Complete Dentures Flashcards
What are the Angles classifications of malocclusion?
Class I
Class II
Class II division 1
Class II division 2
Class III
What is the molar relationship in a normal class 1 relationship?
the mesiobuccal cusp of the maxillary first molar aligns with the buccal groove of the mandibular first molar
What is the canine relationship in a normal class 1 relationship?
the maxillary canine occludes with the distal half of the mandibular canine and the mesial half of the mandibular premolar
The mesial incline of the maxillary canine occludes with the distal incline of the mandibular canine
The distal inclinde of the maxillary canine occludes with the mesial incline of the mandibular premolar
What is a normal line of occlusion?
normal smooth curves
normal overbite
matching midlines on both arches
What is a class II occlusion?
this is when the distobuccal cusp of the maxillary first molar falls on the mesio-buccal grrove of the mandibular first molar
What does class II div 1 indicate?
that the upper incisors are proclined
What does class II div 2 indicate?
the upper lateral overlap the centrals and the centrals are retroclined
Describe the facial profile of an individual with a class II occlusion. What is the cause of this?
convex face shape
mandible that is too small or maxilla that is too large
What is an overjet?
it is the horizontal overlap of the maxillary central incisors over the mandibular central incisors.
how much of the upper front teeth protrude forward in relation to the lower front teeth
What is an overbite?
this is the vertical overlap of the maxillary central incisors over the mandibular central incisors
how much of the front teeth cover the lower front teeth in a vertical dimension
How can you measure overbite?
can be measured using a probe vertically
(how much of the lower teeth can you see)
What is considered to be a normal overbite?
2-3mm
How can you resolve an overjet that is too great to be fixed by manipulation of the tooth setting in dentures?
advised to remove the mandibular first premolar
in very extreme cases remove both premolars
What is the cause of class III malocclusions?
generally due to an excessively large mandibular arch or smaller maxillary arch
Describe the facial profile of an individual with a class III malocclusion
concave face profile
What are some problems associated with class III cases?
- wider lower arch can lead to problems selecting teeth size/mould- using the same mould on both arches can lead to significant spacing therefore compromising the aesthetic
- crest of the lower arch can be located further buccally than the upper which can lead to difficulties obtaining adequate occlusal relationship between 2 arches
What modifications can we make when setting up for class III complete dentures?
- set the teeth edge to edge, no overbite or overjet
- inclining the anterior mandibular teeth lingually without encroaching the tongue space
- setting up the upper teeth slightly proclined without making unstable when anterior load is applied
How should the maxillary central incisors be set in the occlusal rim?
the incisal edge of the central should be set on the level of the occlusal rim
How should the maxillary lateral incisors be set on the occlusal rim?
the incisal edge of the lateral should be approximately 1mm higher than the central and the tip of the canine
How should the maxillary canines be set on the occlusal rims?
the incisal edge of the canine should be at the same level as the central incisor
How should the lower centrals be set on the occlusal rims?

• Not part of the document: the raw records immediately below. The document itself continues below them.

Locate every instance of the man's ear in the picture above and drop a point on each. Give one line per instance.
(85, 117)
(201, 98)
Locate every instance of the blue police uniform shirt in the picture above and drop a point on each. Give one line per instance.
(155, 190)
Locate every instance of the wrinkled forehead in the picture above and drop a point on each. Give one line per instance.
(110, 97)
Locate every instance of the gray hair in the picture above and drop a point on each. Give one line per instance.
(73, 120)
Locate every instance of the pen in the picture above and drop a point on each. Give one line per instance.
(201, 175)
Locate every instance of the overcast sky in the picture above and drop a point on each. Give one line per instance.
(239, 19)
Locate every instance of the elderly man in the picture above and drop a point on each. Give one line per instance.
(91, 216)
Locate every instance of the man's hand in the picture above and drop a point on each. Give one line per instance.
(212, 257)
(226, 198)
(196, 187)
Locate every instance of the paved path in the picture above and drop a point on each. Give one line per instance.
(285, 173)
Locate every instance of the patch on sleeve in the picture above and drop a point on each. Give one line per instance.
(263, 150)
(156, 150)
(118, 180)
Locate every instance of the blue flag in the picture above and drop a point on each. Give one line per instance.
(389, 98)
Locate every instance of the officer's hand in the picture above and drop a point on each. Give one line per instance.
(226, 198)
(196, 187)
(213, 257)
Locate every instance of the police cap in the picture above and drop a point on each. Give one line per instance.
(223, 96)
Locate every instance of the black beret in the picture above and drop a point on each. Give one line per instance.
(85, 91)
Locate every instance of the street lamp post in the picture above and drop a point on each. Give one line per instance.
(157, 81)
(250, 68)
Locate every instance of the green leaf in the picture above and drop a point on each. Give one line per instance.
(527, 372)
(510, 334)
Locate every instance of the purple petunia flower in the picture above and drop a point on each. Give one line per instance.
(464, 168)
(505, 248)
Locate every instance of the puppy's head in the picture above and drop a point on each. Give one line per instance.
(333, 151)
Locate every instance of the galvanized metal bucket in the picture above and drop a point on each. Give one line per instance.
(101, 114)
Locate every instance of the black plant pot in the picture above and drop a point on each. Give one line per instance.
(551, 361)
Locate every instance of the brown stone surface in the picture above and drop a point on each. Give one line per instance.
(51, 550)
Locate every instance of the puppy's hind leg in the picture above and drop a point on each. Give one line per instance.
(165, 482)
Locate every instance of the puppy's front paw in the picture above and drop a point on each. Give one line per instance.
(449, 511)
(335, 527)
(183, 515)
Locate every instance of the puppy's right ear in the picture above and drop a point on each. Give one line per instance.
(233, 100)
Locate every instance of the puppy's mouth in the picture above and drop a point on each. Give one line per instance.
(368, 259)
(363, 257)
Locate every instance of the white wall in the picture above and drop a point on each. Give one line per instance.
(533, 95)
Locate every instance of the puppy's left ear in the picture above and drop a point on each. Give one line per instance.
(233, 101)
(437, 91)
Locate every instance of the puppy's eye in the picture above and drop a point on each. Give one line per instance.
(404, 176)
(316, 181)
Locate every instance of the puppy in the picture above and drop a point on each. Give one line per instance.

- set 90 degrees to the occlusal plane
- incisal edge should form 1-2mm horizontal and vertical overlap with upper centrals
How should the lower lateral incisors be set on the occlusal rims?
set at the same height as the centrals with the long axis slightly inclined
How should the lower canines be set on the occlusal rims?
long axis should be slightly inclined almost 90
should be set prominent with height 2mm above the occlusal plane
What is the curve of sphee ?
curvature which begins at the tip of the canines and follows the buccal cusp of tips of the premolars and molars when viewed from the side
What is the curve of wilson and sphere of monson?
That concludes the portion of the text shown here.